Metadata Standards

“Soil Sample #3, July 7th”…  “Sears Tower A/C unit water sample”…  “Cancer patient lower colon sample”…

To make the most out of any microbial study, it is critical to collect detailed information about each sample in addition to trying to characterize the microbes in the sample.  This detailed information about a sample is known as “metadata.”  For example, in studies of microbes in ocean water, one might collect metadata on GPS coordinates, time of collection, water composition, how samples were collected, depth, etc.  In studies of microbes in a building one might collect information on humidity, temperature, lighting, air circulation etc.
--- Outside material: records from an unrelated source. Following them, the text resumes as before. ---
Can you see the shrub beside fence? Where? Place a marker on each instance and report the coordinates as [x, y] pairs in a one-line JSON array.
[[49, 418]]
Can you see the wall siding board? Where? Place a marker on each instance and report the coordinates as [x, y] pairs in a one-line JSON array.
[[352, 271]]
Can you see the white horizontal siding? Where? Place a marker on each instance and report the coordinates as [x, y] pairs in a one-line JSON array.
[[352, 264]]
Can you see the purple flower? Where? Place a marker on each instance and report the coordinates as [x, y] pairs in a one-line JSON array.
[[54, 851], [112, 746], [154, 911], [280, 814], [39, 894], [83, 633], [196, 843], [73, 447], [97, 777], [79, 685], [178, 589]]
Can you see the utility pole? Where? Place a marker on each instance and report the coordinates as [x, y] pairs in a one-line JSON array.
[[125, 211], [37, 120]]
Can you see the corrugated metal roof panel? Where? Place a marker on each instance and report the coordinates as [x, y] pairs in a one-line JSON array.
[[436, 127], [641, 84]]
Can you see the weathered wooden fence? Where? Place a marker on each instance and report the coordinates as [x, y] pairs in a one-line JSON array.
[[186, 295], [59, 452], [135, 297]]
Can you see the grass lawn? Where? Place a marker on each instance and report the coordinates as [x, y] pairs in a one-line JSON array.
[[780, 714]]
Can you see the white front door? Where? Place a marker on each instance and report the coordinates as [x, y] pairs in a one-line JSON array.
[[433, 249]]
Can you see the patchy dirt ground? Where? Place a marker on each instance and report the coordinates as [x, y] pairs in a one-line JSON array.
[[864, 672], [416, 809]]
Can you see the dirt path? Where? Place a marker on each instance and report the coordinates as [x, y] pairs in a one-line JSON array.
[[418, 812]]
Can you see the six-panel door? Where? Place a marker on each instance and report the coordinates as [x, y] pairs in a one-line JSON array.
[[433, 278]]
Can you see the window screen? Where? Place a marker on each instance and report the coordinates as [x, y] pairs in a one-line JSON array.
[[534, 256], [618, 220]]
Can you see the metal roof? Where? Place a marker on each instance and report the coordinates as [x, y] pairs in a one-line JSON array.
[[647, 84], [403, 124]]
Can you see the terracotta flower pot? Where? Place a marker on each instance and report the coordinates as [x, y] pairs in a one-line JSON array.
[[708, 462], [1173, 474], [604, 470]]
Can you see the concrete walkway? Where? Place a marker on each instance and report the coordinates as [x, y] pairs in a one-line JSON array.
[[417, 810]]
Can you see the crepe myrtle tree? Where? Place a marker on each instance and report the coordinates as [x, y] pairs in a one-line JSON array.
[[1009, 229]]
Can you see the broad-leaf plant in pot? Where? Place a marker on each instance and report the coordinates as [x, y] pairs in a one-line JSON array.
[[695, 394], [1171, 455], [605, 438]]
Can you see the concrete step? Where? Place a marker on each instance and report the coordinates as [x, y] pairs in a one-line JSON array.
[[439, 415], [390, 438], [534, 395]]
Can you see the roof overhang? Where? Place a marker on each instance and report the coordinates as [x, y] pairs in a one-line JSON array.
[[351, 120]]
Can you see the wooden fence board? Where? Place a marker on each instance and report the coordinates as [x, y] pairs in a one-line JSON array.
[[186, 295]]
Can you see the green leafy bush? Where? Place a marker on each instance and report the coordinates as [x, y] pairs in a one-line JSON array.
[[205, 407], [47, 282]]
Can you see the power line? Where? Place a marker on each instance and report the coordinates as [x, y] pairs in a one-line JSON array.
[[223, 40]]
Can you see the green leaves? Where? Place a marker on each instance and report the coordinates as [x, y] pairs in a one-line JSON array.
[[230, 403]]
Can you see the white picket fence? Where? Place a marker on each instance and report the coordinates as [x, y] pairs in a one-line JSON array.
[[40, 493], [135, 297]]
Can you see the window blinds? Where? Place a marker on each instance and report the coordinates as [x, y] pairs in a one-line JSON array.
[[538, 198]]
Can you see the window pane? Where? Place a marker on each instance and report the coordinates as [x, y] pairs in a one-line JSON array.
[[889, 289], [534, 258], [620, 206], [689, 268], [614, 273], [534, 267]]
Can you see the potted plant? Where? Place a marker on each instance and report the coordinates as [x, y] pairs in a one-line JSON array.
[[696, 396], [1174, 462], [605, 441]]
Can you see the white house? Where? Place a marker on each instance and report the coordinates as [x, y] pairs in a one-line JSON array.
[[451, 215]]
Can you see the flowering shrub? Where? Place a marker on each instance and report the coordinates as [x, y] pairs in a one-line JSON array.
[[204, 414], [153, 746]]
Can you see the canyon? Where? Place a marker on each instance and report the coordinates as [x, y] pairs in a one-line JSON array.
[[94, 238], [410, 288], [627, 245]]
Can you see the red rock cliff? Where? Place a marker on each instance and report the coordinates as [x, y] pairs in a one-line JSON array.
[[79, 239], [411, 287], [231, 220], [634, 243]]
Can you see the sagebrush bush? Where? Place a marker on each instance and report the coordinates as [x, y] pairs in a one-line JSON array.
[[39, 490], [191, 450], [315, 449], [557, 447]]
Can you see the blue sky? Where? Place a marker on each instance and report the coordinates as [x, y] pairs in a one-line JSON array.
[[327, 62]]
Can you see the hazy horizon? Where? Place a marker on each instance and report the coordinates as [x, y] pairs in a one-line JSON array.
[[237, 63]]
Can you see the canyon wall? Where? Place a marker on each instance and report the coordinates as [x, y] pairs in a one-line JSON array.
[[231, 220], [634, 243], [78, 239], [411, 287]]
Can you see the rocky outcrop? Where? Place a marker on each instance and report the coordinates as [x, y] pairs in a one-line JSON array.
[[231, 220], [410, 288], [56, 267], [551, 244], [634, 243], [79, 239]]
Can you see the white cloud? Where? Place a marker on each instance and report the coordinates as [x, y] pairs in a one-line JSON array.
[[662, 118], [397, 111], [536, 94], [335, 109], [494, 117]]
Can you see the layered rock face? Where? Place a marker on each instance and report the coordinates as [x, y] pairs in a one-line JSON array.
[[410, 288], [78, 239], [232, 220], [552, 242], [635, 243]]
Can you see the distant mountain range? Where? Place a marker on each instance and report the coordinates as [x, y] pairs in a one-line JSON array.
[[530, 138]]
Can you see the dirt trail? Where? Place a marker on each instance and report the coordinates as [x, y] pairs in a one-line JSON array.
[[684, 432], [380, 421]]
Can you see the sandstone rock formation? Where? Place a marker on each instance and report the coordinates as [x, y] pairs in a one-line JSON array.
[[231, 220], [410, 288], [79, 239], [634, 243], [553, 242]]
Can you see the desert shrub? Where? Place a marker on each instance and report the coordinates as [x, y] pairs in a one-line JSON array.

Though any metadata can be useful, there are many potential benefits in studies of microbes to the standardization of the collection, recording and sharing of metadata.  This is true for any type of microbial study but has taken on a particular importance recently in DNA sequencing based studies largely due to rapid acceleration in the production of this sequence data.  To make the most out of the exponentially growing sequence data, having easily analyzable and diverse types of metadata is critical.

There have been some significant efforts undertaken recently to develop standards for metadata for microbial sequencing studies, many of which have come from a group known as the Genomic Standards Consortium (GSC).  Among the GSC efforts are

  • “Minimum Information about a (Meta)Genome Sequence”: MIGS/MIMS.
  • “Minimum Information about a MARKer gene Sequence”: MIMARKS, which builds on the MIGS/MIMS standards.

These efforts have been broadly focused to cover all sorts of environments and kinds of microbes.  For studies of microbes in the built environment these is still a significant need for development in terms of deciding what kinds of metadata should be collected. We note that the the MoBeDAC project will be working to create a standard reporting format for metadata on the built environment.  But to do this, of course, everyone has to figure out what metadata is potentially useful.

So – we are calling for help from the community to start to figure out what are the important variables to record about built environment samples.  Though clearly metadata needs will evolve over time, as people start to collect samples for any study the more the potentially important variables are discussed the better.  To get this discussion going we have come up with a list of variables that seem potentially important and have posted this list below.

  1. Built environment features
    1. Major type (e.g., plane, train, automobile, house, pool)
    2. Sample location (e.g., bathroom, cockpit)
    3. Age
    4. Equipment presence (HVAC, humidifier, etc)
    5. Ventilation (includes air turnover rate, and type of filters)
    6. Materials
    7. Human impacts (occupancy rates, turnover rates, and types of activities)
  2. External environment
    1. Geographic location
    2. Climate
    3. Surroundings (plants, etc)
    4. Season
  3. Sample physiochemistry
    1. Temperature
    2. pH
    3. Humidity
    4. Light
    5. Presence of known chemicals (e.g. cleaning solutions)
  4. Sampling protocol
    1. Collection
    2. Storage

Equally important is that these data are recorded in a consistent manner between experiments, and that this data is available along with the resulting sequence data.